Pat left me tied, age five, to a phone pole.
She didn’t do it. Gerard and his buddies did
but my sister, my protector, walked away
left me bound ‘til dinnertime alone
next to the street, a kindergartener
in suspenders and red Keds.
In 9th grade, Sandi broke up with Tom.
He asked me out – the blond boy of my dreams!
Sandi coached me for a week on
dancing, clothes and French kissing.
Then, outside Grunnings, his friends laughed,
teased me – the date was a joke. Didn’t I get it?
Jamie had a sister – institutionalized.
I had no brother. We were siblings for each other.
I felt safer with him than anyplace I know.
He married young, grandson by 52. A mole grew.
Jamie, who could corral whole rooms with laughter,
called one afternoon to say he did not feel
like he was dying. But he did.
Glenn “with two n’s, like Glenn Miller”
had wave blue eyes I swam in.
Knew me better than I knew myself.
Is married now to someone else.
He called to make amends –
apologize for choices he knew better than.
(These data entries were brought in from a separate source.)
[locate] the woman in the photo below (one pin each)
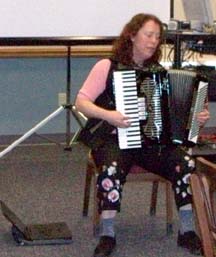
(138, 47)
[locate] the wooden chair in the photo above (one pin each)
(136, 175)
(203, 184)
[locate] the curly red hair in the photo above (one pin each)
(123, 46)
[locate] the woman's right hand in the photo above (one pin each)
(117, 119)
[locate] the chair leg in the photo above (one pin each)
(169, 209)
(89, 174)
(154, 198)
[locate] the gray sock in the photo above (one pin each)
(186, 221)
(107, 227)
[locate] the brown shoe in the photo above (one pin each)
(105, 246)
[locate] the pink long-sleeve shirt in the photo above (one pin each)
(95, 83)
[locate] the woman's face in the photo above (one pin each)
(145, 41)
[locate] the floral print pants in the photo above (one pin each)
(170, 162)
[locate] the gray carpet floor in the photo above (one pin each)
(44, 183)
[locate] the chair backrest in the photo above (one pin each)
(200, 184)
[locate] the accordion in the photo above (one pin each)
(161, 106)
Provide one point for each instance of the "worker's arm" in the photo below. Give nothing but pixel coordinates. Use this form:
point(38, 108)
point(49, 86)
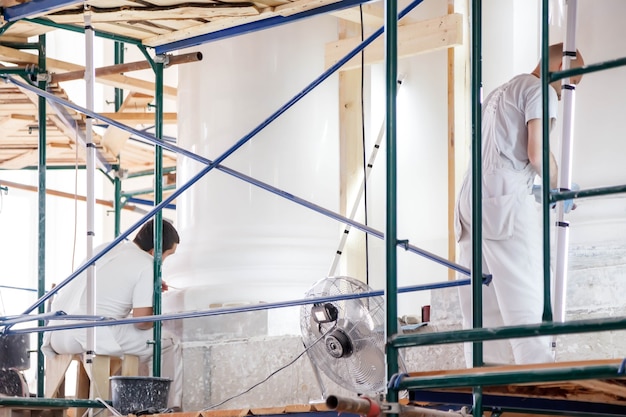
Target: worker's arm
point(535, 151)
point(143, 312)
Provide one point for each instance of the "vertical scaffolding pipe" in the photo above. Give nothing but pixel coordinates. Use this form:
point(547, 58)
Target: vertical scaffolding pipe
point(545, 166)
point(117, 181)
point(477, 253)
point(391, 66)
point(90, 202)
point(41, 205)
point(158, 217)
point(117, 200)
point(565, 166)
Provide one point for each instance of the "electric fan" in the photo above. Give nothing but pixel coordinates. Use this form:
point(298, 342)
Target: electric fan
point(345, 338)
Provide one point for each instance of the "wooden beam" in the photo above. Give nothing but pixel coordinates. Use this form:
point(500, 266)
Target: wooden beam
point(299, 6)
point(125, 67)
point(114, 80)
point(413, 39)
point(26, 159)
point(140, 118)
point(205, 28)
point(459, 120)
point(114, 139)
point(353, 258)
point(14, 122)
point(373, 14)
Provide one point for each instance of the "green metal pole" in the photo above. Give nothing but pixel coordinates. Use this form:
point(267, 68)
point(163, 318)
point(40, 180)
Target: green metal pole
point(158, 218)
point(117, 202)
point(547, 303)
point(117, 181)
point(41, 248)
point(477, 253)
point(521, 376)
point(391, 62)
point(507, 332)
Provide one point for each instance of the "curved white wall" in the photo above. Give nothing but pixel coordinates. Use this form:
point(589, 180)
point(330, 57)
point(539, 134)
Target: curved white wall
point(244, 243)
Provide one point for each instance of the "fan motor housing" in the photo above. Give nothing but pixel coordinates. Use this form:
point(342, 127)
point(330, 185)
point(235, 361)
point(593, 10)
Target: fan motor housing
point(338, 344)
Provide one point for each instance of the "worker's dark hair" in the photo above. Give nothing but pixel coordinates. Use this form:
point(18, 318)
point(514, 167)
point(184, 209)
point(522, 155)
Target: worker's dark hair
point(145, 236)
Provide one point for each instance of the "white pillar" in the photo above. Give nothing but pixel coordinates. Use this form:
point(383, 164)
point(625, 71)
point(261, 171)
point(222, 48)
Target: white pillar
point(239, 242)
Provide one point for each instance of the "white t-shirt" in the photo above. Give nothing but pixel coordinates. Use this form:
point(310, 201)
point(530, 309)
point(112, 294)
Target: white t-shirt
point(124, 280)
point(520, 102)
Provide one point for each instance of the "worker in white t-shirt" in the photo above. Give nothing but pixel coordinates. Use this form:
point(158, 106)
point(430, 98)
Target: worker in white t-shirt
point(511, 234)
point(124, 288)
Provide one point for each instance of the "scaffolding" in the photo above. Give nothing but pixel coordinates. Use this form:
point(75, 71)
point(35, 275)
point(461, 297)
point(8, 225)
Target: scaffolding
point(476, 379)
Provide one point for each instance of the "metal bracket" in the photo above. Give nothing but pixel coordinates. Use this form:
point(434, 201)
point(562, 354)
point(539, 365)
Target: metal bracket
point(42, 76)
point(162, 59)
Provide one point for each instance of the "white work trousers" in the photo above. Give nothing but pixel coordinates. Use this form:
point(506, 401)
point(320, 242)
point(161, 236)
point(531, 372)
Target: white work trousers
point(127, 339)
point(515, 296)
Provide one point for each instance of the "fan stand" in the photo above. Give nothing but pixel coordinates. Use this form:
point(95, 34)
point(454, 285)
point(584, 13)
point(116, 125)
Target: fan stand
point(318, 377)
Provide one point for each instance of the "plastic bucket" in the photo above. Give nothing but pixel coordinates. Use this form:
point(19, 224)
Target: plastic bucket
point(132, 394)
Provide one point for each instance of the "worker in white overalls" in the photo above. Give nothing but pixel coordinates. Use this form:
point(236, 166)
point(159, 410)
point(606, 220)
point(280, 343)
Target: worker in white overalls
point(512, 238)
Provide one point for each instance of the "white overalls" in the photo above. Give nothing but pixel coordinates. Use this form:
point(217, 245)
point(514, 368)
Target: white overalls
point(512, 250)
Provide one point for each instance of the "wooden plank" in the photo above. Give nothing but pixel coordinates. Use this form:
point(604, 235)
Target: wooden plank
point(413, 39)
point(603, 386)
point(267, 411)
point(508, 368)
point(165, 13)
point(299, 408)
point(225, 413)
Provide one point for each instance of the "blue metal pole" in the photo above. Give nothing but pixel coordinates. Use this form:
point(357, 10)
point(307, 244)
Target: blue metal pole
point(41, 194)
point(391, 235)
point(545, 178)
point(158, 218)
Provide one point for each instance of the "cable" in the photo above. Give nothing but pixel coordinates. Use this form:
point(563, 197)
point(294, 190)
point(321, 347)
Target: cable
point(273, 373)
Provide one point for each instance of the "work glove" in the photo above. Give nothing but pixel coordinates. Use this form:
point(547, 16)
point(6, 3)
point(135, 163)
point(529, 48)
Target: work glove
point(568, 205)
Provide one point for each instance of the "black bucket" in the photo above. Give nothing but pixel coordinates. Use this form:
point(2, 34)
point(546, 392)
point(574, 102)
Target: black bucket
point(14, 351)
point(139, 394)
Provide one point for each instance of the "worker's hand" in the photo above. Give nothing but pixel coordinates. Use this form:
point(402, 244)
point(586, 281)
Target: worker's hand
point(568, 205)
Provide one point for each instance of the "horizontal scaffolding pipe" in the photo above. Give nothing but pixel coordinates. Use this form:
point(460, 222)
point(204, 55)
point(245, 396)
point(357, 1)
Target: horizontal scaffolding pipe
point(592, 192)
point(522, 376)
point(50, 402)
point(508, 332)
point(126, 67)
point(572, 72)
point(63, 194)
point(8, 287)
point(98, 321)
point(516, 404)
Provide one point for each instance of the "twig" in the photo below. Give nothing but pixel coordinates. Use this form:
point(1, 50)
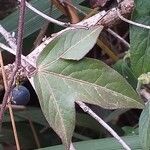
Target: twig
point(34, 134)
point(17, 60)
point(72, 147)
point(16, 107)
point(9, 104)
point(132, 22)
point(108, 20)
point(45, 16)
point(40, 35)
point(8, 37)
point(105, 125)
point(8, 49)
point(119, 37)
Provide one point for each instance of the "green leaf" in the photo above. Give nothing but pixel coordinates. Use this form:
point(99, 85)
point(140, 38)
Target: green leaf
point(123, 68)
point(144, 127)
point(78, 43)
point(102, 144)
point(139, 39)
point(33, 22)
point(59, 83)
point(32, 113)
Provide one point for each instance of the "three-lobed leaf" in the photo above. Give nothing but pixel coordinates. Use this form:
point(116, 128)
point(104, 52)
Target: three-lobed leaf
point(59, 83)
point(139, 39)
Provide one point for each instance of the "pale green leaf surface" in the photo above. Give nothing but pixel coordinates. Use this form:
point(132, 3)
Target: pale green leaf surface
point(102, 144)
point(59, 83)
point(144, 127)
point(139, 39)
point(79, 42)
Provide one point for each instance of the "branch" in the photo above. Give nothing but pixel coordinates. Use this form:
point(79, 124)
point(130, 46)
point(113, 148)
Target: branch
point(45, 16)
point(107, 19)
point(8, 37)
point(18, 58)
point(105, 125)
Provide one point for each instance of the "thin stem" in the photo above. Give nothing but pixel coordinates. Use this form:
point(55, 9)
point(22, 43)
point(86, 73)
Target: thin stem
point(17, 60)
point(105, 125)
point(9, 104)
point(45, 16)
point(119, 37)
point(34, 134)
point(8, 49)
point(8, 37)
point(132, 22)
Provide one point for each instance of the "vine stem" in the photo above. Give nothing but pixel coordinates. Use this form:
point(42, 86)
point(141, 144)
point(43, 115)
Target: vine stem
point(17, 60)
point(9, 104)
point(45, 16)
point(86, 109)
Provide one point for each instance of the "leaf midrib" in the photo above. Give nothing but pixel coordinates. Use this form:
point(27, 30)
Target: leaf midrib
point(88, 83)
point(81, 39)
point(60, 116)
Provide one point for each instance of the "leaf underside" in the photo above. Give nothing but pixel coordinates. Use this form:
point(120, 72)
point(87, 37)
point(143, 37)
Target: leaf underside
point(144, 127)
point(59, 83)
point(139, 39)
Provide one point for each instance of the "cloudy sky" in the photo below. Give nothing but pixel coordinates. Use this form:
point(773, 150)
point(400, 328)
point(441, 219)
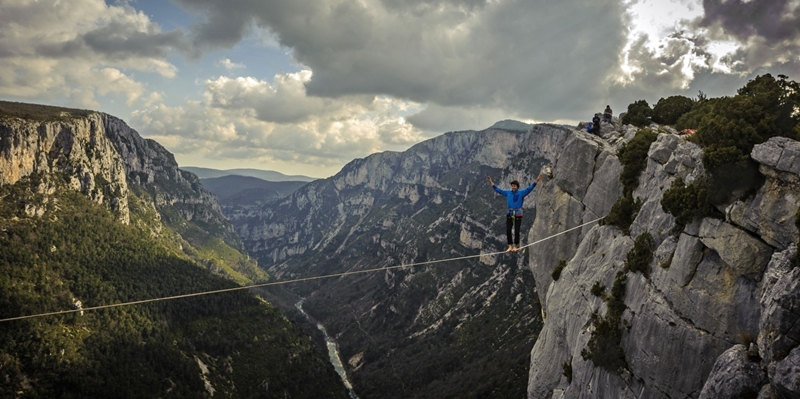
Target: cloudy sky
point(304, 86)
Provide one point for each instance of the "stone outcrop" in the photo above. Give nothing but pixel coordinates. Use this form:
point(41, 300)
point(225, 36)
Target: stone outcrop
point(100, 156)
point(78, 148)
point(735, 375)
point(710, 287)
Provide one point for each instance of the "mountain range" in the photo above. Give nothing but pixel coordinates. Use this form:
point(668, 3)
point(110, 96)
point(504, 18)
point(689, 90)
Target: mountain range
point(268, 175)
point(93, 215)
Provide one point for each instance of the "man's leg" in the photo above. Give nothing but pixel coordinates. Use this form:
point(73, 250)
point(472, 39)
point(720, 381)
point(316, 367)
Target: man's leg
point(509, 226)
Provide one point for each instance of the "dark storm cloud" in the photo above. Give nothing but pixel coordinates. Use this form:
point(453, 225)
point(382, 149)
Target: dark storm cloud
point(540, 59)
point(118, 40)
point(774, 20)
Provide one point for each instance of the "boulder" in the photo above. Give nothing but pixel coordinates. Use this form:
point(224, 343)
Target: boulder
point(734, 376)
point(780, 153)
point(574, 170)
point(780, 318)
point(787, 375)
point(746, 254)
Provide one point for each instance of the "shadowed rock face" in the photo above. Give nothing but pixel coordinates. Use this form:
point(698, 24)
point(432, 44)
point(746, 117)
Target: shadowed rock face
point(716, 284)
point(78, 147)
point(102, 157)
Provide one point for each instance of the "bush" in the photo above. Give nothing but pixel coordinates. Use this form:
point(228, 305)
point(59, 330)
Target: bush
point(633, 157)
point(685, 202)
point(668, 110)
point(604, 348)
point(640, 256)
point(557, 270)
point(598, 289)
point(692, 119)
point(763, 108)
point(639, 114)
point(623, 213)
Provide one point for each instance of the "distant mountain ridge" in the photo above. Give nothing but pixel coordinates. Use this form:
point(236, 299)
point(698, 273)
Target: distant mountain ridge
point(238, 190)
point(268, 175)
point(93, 214)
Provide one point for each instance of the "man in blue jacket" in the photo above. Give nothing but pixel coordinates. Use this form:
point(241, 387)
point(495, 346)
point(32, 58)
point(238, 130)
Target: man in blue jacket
point(514, 200)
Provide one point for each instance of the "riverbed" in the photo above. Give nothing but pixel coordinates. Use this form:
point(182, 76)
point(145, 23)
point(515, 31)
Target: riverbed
point(333, 351)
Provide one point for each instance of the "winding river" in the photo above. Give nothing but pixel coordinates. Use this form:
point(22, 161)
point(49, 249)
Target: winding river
point(333, 351)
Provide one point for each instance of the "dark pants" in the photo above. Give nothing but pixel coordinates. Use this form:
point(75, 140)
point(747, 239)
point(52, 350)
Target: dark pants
point(513, 221)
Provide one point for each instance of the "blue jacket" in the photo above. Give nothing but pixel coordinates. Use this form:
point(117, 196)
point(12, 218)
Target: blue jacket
point(515, 199)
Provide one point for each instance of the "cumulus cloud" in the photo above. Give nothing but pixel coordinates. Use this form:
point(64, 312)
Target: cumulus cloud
point(716, 49)
point(528, 58)
point(79, 50)
point(229, 65)
point(247, 118)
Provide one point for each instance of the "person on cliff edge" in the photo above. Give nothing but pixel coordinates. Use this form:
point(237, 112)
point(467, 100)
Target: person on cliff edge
point(514, 199)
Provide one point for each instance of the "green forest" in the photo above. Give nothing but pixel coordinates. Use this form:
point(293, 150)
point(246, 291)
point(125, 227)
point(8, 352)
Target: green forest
point(232, 344)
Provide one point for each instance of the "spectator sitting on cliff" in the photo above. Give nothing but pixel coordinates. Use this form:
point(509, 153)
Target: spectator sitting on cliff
point(607, 114)
point(514, 199)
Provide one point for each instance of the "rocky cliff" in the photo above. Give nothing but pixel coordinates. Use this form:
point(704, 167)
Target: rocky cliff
point(717, 314)
point(450, 330)
point(102, 157)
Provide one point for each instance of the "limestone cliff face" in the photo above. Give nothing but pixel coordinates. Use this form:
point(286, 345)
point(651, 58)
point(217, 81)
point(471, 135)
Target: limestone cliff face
point(79, 148)
point(429, 202)
point(151, 167)
point(102, 157)
point(713, 285)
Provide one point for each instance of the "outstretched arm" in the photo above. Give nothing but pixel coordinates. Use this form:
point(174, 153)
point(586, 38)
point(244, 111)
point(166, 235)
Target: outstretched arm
point(498, 189)
point(527, 190)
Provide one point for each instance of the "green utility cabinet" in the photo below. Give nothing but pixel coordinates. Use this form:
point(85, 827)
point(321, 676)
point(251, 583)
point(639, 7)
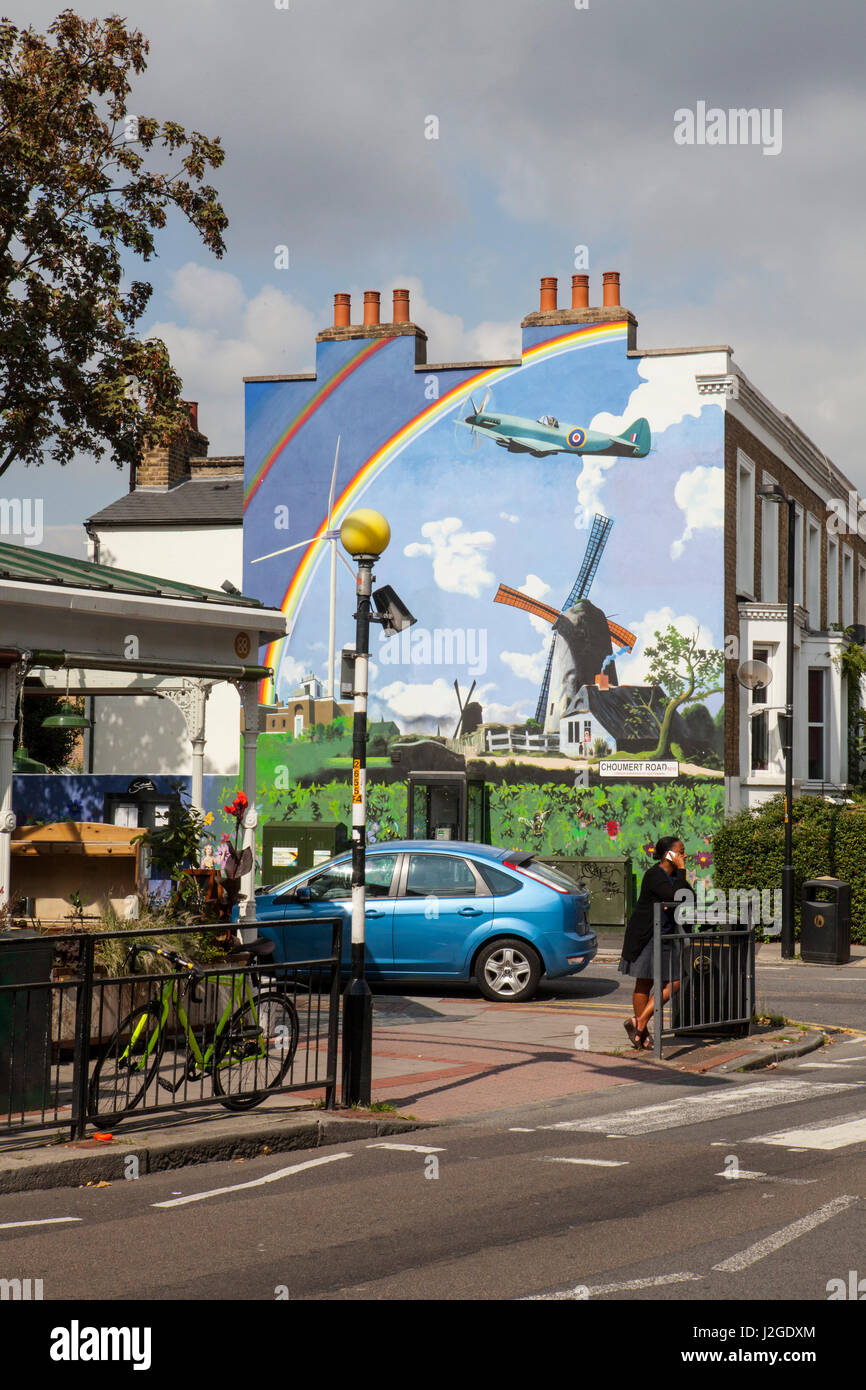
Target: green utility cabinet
point(609, 880)
point(289, 847)
point(25, 1020)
Said he loves me still – he always will.
I saw the color fall from mom’s face.
“She’s going!” I said.
Pat and I grasped her hands.
“Our Father, who art in Heaven
Hallowed be Thy name.”
This is it. So gentle.
Then gone. Her final gift to us.
Death, fearless, light as air.
Midnight wings unfurl
into updrafts of spirit.
Does seed fear the ground?
Waves the sea?
A dog barks in a mountain village
as color falls from treasured face.
What’s the weight of a breath?
The heft of a sigh?
A husk drops to the ground to
rattle and roll down the hedgerow.
In their earthen den, two cubs root
for a nipple as the sow awaits spring.
She fell like seed
on good ground –
giving herself as final
gift to land she’d
walked and worked
the love of liberty –
her fierce, unyielding heart,
In memory of Anne Priest 1927 – 2010.